Instructions are in bytes, consisting of 4 bit op code and 4 bit data (usually a 16 byte offset into the workspace), but prefix instructions can load extra data for an instruction which follows, 4 bits at a time. Less frequent instructions can be encoded with 2 (such as process start, message I/O) or more bytes (CRC calculations, floating point operations, 2D block copies and scheduler queue management). The stack architecture makes instructions very compact, but executing one instruction byte per clock can be slow for multibyte instructions, so the T-9000 has a grouper which gathers instruction bytes (up to eight) into a single CISC-type instruction then sent into the 5 stage pipeline (fetching four per cycle, grouping up to 8 if slow earlier instructions allow it to catch up). For example, two concurrent memory loads (simple or indexed), a stack/ALU operation and a store (a[i] = b[2] + c[3]) can be grouped.
The T-9000 contains 4 main internal units, the CPU, the VCP (handling the individual links of the previous chips, which needed software for communication), the PMI, which manages memory, and the Scheduler.
This processor is ideal for a model of parallel processing known as systolic arrays (a pipeline is a simple example). Even larger networks can be created with the C104 crossbar switch, which can connect 32 transputers or other C104 switches into a network hundreds of thousands of processors large. The C104 acts like a instant switch, not a network node, so the message is passed through, not stored. Communication can be at close to the speed of direct memory access.
Like the many CPUs, the Transputers can adapt to a 64, 32, 16, or 8 bit bus. They can also feed off a 5 MHz clock, generating their own internal clock (up to 50MHz for the T-9000) from this signal, and contain internal RAM, making them good for high performance embedded applications.
Unfortunately excessive delays in the T-9000 design (partly because of the stack based design) left it uncompetitive with other CPUs (roughly 36 MIPS at 50 MHz). The T-4xx and T-8xx architecture still exist in the SGS-Thomson ST20 microcore family. SGS-Thomson and Hotachi teamed up for a successor based on the Hitachi SH-4, named ST50 by SGS-Thomson and SH-5 by Hitachi.
At 100MHz, the microprocessing unit (MPU) executes about one instruction per cycle, without normal instruction/data caches. Byte instructions are loaded in groups of four (32 bits), and executed sequentially. The problem of loading constants is handled in a unique way. The 68000 and PDP-11 could load a constant stored in program memory following the current instruction, and the Hitachi SH uses a similar PC-relative mode to load constants. Processors like the Mips R3000 load half a constant at a time using two instructions. Transputers always contain 4 bits of data and 4 bits of op code in each byte instruction.

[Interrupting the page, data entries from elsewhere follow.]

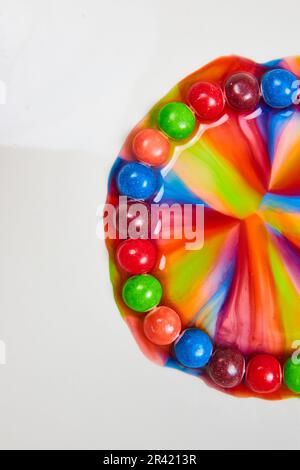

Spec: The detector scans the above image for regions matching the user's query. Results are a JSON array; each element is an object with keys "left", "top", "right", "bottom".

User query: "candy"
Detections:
[
  {"left": 174, "top": 328, "right": 213, "bottom": 368},
  {"left": 225, "top": 72, "right": 260, "bottom": 111},
  {"left": 187, "top": 81, "right": 224, "bottom": 120},
  {"left": 283, "top": 358, "right": 300, "bottom": 394},
  {"left": 143, "top": 306, "right": 181, "bottom": 345},
  {"left": 158, "top": 102, "right": 195, "bottom": 140},
  {"left": 106, "top": 55, "right": 300, "bottom": 400},
  {"left": 117, "top": 162, "right": 158, "bottom": 200},
  {"left": 116, "top": 239, "right": 157, "bottom": 274},
  {"left": 122, "top": 274, "right": 162, "bottom": 312},
  {"left": 208, "top": 349, "right": 245, "bottom": 389},
  {"left": 133, "top": 128, "right": 170, "bottom": 167},
  {"left": 261, "top": 69, "right": 298, "bottom": 108},
  {"left": 115, "top": 201, "right": 151, "bottom": 239},
  {"left": 246, "top": 354, "right": 282, "bottom": 394}
]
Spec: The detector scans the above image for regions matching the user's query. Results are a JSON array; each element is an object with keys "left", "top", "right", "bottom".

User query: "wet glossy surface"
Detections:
[
  {"left": 225, "top": 72, "right": 260, "bottom": 111},
  {"left": 174, "top": 328, "right": 213, "bottom": 368},
  {"left": 208, "top": 349, "right": 245, "bottom": 389},
  {"left": 261, "top": 69, "right": 298, "bottom": 108},
  {"left": 122, "top": 274, "right": 162, "bottom": 313},
  {"left": 158, "top": 102, "right": 196, "bottom": 140},
  {"left": 246, "top": 355, "right": 282, "bottom": 394},
  {"left": 133, "top": 128, "right": 170, "bottom": 167},
  {"left": 187, "top": 81, "right": 224, "bottom": 120},
  {"left": 117, "top": 162, "right": 158, "bottom": 200},
  {"left": 143, "top": 306, "right": 182, "bottom": 346},
  {"left": 284, "top": 358, "right": 300, "bottom": 393},
  {"left": 117, "top": 239, "right": 157, "bottom": 274},
  {"left": 106, "top": 56, "right": 300, "bottom": 399}
]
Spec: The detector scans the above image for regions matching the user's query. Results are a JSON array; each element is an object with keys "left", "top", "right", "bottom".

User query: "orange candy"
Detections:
[
  {"left": 143, "top": 306, "right": 181, "bottom": 345},
  {"left": 133, "top": 128, "right": 170, "bottom": 167}
]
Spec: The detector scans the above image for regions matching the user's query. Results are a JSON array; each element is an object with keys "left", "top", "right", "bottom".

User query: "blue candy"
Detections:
[
  {"left": 117, "top": 162, "right": 158, "bottom": 200},
  {"left": 174, "top": 328, "right": 213, "bottom": 368},
  {"left": 261, "top": 69, "right": 298, "bottom": 108}
]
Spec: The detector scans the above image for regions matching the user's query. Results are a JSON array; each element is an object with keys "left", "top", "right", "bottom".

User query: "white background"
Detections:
[{"left": 0, "top": 0, "right": 299, "bottom": 450}]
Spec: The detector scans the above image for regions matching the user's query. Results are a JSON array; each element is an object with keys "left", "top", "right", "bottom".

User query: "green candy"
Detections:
[
  {"left": 158, "top": 102, "right": 195, "bottom": 140},
  {"left": 284, "top": 358, "right": 300, "bottom": 394},
  {"left": 122, "top": 274, "right": 162, "bottom": 313}
]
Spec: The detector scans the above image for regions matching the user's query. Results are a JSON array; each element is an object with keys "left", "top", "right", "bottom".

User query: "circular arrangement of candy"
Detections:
[{"left": 105, "top": 56, "right": 300, "bottom": 399}]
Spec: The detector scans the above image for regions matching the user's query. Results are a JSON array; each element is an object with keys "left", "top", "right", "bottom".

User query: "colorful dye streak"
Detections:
[{"left": 105, "top": 56, "right": 300, "bottom": 399}]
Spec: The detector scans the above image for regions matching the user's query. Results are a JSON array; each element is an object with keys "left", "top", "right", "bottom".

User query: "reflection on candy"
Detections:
[
  {"left": 133, "top": 128, "right": 170, "bottom": 167},
  {"left": 114, "top": 201, "right": 151, "bottom": 239},
  {"left": 117, "top": 162, "right": 158, "bottom": 200},
  {"left": 158, "top": 102, "right": 195, "bottom": 140},
  {"left": 225, "top": 72, "right": 260, "bottom": 111},
  {"left": 246, "top": 355, "right": 282, "bottom": 394},
  {"left": 174, "top": 328, "right": 213, "bottom": 368},
  {"left": 143, "top": 306, "right": 181, "bottom": 346},
  {"left": 106, "top": 55, "right": 300, "bottom": 400},
  {"left": 122, "top": 274, "right": 162, "bottom": 312},
  {"left": 117, "top": 239, "right": 157, "bottom": 274},
  {"left": 261, "top": 69, "right": 298, "bottom": 108},
  {"left": 208, "top": 349, "right": 245, "bottom": 389},
  {"left": 284, "top": 358, "right": 300, "bottom": 393},
  {"left": 187, "top": 82, "right": 224, "bottom": 120}
]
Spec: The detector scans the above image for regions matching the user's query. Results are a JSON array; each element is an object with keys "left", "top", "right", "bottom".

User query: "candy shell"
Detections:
[
  {"left": 284, "top": 358, "right": 300, "bottom": 394},
  {"left": 117, "top": 162, "right": 158, "bottom": 201},
  {"left": 122, "top": 274, "right": 162, "bottom": 313},
  {"left": 261, "top": 69, "right": 298, "bottom": 108},
  {"left": 225, "top": 72, "right": 260, "bottom": 111},
  {"left": 133, "top": 128, "right": 170, "bottom": 167},
  {"left": 208, "top": 349, "right": 245, "bottom": 389},
  {"left": 116, "top": 239, "right": 157, "bottom": 274},
  {"left": 246, "top": 354, "right": 282, "bottom": 394},
  {"left": 174, "top": 328, "right": 213, "bottom": 368},
  {"left": 158, "top": 102, "right": 195, "bottom": 140},
  {"left": 143, "top": 306, "right": 181, "bottom": 345},
  {"left": 187, "top": 81, "right": 224, "bottom": 120},
  {"left": 114, "top": 201, "right": 150, "bottom": 239}
]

The ShBoom loads single bytes of data from the rightmost bytes of the current instruction group, and words from program memory following the current group. For example, a load byte instruction could be in position one, two or three from the left, the data would always be in the fourth (rightmost) byte. Four consecutive load word instructions would be grouped together, and the constants taken fromthe four 32 bit words following the group. This ensures data alignment without extra circuitry (but may get in the way in the future, such as for 64 bit versions).
There are sixteen 32 bit global registers (g0 to g15), a sixteen register local stack (r0 to r14 can be used as a stack frame (R15 is not user visible), or as a Forth return stack), and an eighteen element operand stack (s0 to s17, accessed only by data stack operations) - the stacks automatically spill and refill to and from memory, s0 and r0 can also be used as index registers, g0 is used for multiply and divide instructions. There's also an extra index register x, a loop counter ct, and a mode register (like a CC or PSW register).
The CPU also contains an I/O coprocessor on chip for simultanious I/O (much more advanced than the I/O buffer register of the M17, but the same idea), which communicates with the MPU via the global data registers. It's a simple, independent unit which executes small data transfer programs until I/O is complete. There are also a programmable memory interface, 8 channel DMA controller, and interrupt controller.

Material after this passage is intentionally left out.